In Lithuania, wages have almost trebled in the past decade, while they have risen about 95 per cent in Latvia and 85 per cent in Estonia, according to Eurostat, the European Commission’s statistics agency. But in the same period, EU wages are up only 26 per cent.
“Here in Sweden, we are lucky to have 1 or 2 per cent real wage growth in a good year,” says Jens Magnusson, chief economist at Swedish bank SEB. “But in the Baltics they’ve had 6 or 7 per cent real wage growth for several years and that provides a cushion to make it easier to cope with such high inflation now.”
In countries like Germany, which until this year had not experienced double-digit inflation since 1951, such rapid price rises are more of a psychological shock than in the Baltics, where such inflationary bursts are a more frequent occurrence.
“Inflation of 10 per cent in the rest of Europe is at least as impactful and difficult as 20 per cent inflation in the Baltics,” Magnusson says, pointing out that their relatively low levels of government debt gave Baltic countries more fiscal leeway to provide support to those hit hardest by high energy and food prices.

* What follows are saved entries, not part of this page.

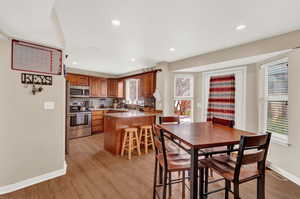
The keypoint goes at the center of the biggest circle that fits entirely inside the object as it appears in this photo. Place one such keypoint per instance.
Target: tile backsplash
(99, 102)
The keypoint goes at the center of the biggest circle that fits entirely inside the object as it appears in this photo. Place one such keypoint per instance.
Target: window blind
(276, 92)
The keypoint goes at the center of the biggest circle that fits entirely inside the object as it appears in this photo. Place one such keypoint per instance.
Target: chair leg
(170, 184)
(155, 179)
(183, 185)
(261, 187)
(124, 143)
(227, 188)
(152, 140)
(201, 176)
(160, 174)
(138, 143)
(165, 180)
(211, 171)
(236, 191)
(145, 141)
(206, 180)
(130, 146)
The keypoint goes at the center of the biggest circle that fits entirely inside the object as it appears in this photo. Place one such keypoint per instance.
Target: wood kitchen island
(115, 123)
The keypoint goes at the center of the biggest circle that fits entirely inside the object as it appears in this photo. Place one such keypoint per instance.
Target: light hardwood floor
(95, 174)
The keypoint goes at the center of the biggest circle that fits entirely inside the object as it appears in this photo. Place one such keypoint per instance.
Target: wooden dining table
(199, 136)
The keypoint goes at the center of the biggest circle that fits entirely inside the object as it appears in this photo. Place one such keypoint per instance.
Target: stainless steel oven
(79, 91)
(79, 124)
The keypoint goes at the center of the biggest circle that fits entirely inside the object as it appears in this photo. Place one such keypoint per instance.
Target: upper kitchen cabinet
(121, 88)
(103, 87)
(98, 87)
(147, 84)
(77, 80)
(112, 87)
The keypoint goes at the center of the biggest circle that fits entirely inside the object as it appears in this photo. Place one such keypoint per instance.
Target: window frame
(127, 98)
(240, 74)
(282, 139)
(191, 96)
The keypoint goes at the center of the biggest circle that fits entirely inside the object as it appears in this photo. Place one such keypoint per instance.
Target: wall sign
(27, 78)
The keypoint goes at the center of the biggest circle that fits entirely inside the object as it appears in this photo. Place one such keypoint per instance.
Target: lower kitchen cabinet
(98, 121)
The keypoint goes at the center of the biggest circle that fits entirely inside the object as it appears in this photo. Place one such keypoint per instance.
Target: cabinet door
(103, 88)
(78, 80)
(82, 80)
(95, 86)
(112, 88)
(147, 85)
(120, 88)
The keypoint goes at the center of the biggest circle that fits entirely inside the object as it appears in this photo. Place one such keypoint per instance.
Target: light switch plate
(49, 105)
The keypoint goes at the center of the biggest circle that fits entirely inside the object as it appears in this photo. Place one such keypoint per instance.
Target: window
(276, 99)
(183, 86)
(132, 91)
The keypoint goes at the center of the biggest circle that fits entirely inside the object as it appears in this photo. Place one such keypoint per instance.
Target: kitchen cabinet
(78, 80)
(147, 85)
(112, 87)
(98, 87)
(120, 88)
(103, 87)
(98, 121)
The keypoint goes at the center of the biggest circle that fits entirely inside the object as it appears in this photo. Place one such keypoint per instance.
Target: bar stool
(146, 137)
(130, 142)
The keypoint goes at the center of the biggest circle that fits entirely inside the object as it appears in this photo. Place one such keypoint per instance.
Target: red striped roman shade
(221, 101)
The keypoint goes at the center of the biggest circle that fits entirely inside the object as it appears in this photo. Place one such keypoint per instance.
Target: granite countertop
(130, 114)
(108, 109)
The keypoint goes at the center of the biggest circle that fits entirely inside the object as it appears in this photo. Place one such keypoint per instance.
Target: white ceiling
(148, 28)
(236, 62)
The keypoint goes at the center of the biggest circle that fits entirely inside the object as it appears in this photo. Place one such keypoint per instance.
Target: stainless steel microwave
(79, 91)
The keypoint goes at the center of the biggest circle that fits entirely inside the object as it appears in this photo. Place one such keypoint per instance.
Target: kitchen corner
(93, 101)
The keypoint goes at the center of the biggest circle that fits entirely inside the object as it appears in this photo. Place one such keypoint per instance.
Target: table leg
(194, 174)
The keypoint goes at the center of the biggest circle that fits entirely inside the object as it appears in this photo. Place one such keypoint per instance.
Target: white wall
(31, 138)
(285, 159)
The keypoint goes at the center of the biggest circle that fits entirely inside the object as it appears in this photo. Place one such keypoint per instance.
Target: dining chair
(223, 122)
(170, 120)
(248, 165)
(229, 123)
(170, 162)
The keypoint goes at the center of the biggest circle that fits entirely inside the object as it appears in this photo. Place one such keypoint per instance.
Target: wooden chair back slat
(229, 123)
(255, 141)
(253, 157)
(257, 146)
(169, 119)
(159, 142)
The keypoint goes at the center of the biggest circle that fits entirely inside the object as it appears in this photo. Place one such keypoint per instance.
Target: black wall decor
(27, 78)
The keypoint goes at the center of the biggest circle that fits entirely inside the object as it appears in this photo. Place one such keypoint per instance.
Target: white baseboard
(285, 174)
(32, 181)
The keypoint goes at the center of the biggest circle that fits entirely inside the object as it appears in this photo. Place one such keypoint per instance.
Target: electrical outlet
(49, 105)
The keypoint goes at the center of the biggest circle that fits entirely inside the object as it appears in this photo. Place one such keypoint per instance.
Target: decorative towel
(221, 101)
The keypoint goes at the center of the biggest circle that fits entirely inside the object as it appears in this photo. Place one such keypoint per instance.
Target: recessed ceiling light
(116, 22)
(241, 27)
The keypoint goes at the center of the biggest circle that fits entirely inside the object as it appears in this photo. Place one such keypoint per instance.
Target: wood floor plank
(94, 173)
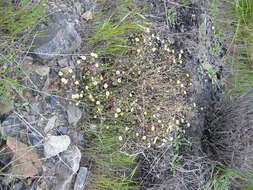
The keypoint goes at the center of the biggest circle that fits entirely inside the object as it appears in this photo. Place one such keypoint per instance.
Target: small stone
(64, 174)
(50, 124)
(87, 15)
(81, 179)
(33, 139)
(41, 70)
(77, 137)
(25, 163)
(63, 62)
(63, 130)
(11, 126)
(6, 108)
(74, 115)
(55, 145)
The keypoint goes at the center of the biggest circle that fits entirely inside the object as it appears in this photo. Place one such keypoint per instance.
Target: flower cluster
(144, 92)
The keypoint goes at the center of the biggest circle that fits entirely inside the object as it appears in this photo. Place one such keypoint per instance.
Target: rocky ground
(47, 150)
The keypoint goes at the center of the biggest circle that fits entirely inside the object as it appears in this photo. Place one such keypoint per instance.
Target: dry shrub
(228, 138)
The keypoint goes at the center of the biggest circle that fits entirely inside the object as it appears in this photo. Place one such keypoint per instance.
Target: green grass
(114, 170)
(17, 21)
(242, 58)
(112, 31)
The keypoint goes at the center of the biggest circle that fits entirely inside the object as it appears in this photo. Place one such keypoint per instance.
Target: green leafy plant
(17, 21)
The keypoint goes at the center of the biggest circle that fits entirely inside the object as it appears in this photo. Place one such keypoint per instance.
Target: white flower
(60, 73)
(70, 70)
(94, 55)
(64, 81)
(105, 86)
(95, 83)
(83, 57)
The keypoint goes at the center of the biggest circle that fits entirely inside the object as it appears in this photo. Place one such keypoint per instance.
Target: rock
(76, 137)
(59, 40)
(6, 108)
(63, 62)
(64, 174)
(87, 15)
(50, 124)
(52, 101)
(41, 70)
(81, 179)
(11, 126)
(26, 162)
(33, 139)
(19, 186)
(63, 130)
(74, 115)
(5, 157)
(55, 145)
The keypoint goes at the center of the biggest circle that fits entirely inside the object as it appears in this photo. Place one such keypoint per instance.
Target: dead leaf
(87, 15)
(25, 162)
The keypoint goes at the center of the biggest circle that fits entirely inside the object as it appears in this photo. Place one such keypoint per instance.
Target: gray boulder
(58, 39)
(67, 168)
(81, 179)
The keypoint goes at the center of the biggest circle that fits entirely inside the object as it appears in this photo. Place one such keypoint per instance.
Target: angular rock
(26, 162)
(63, 62)
(11, 126)
(63, 130)
(50, 124)
(55, 145)
(74, 115)
(41, 70)
(66, 171)
(81, 179)
(76, 137)
(6, 108)
(57, 40)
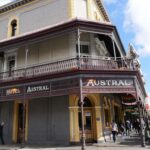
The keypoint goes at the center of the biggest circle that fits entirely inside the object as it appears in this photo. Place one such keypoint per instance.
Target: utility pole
(82, 115)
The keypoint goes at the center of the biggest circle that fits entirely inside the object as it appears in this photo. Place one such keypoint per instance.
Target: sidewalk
(123, 143)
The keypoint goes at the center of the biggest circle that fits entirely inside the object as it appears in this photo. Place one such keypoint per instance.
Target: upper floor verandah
(89, 63)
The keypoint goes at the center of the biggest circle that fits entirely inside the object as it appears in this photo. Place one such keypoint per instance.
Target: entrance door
(19, 120)
(88, 121)
(20, 123)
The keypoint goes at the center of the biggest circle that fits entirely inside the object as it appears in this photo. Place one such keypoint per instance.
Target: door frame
(15, 120)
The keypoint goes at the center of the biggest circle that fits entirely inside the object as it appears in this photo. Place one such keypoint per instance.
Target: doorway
(88, 120)
(19, 123)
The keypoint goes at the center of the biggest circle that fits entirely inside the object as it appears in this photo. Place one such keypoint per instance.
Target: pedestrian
(1, 132)
(114, 130)
(128, 127)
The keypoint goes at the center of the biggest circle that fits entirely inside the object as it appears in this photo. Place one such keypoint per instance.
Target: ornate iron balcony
(72, 64)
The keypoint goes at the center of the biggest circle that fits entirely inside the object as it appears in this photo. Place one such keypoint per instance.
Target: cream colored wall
(96, 13)
(93, 11)
(46, 51)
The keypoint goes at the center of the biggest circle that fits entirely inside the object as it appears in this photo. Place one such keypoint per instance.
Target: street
(123, 143)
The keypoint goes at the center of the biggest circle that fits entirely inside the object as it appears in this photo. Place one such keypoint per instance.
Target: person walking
(114, 130)
(1, 132)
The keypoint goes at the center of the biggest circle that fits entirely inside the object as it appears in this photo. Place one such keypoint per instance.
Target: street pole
(142, 131)
(82, 115)
(23, 122)
(24, 104)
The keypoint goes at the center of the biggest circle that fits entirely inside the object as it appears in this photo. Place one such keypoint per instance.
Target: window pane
(106, 117)
(88, 120)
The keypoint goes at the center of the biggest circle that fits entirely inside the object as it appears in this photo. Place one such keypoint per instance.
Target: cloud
(108, 2)
(137, 21)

There was widespread relief among central bankers after eurozone inflation fell from its record high of 10.6 per cent in October to 10.1 per cent in November — its first decline for 17 months. “When I look at the inflationary pressures in the euro area it resembles what we experienced in Lithuania six months ago,” Šimkus says, adding that the “peak of headline inflation in the euro is probably just around the corner”. Ilekytė says she still forecasts inflation will be 8-9 per cent in 2023.
But Lithuania’s central bank governor adds that even if wholesale European energy prices do not return to their recent record highs, the cost of many goods and services will keep rising at well above the ECB’s 2 per cent target for an uncomfortably long period. “I think the pass-through of these energy impulses into final goods and services is still to be seen,” he says. “That is exactly what worries me.”
Officials in both the Baltics and the rest of Europe worry that the surge in inflation will leave behind traces for years to come. “This is not a passing shock,” says Latvia’s central bank governor, Kazāks. “This is a permanent shift, which requires structural solutions.”
He says the EU needs to come up with a coherent and ambitious energy strategy: “If we are unable to ensure that our economies get access to affordable energy, we will start losing companies that are energy intensive and they will relocate and that will have consequences in terms of unemployment and lower growth.”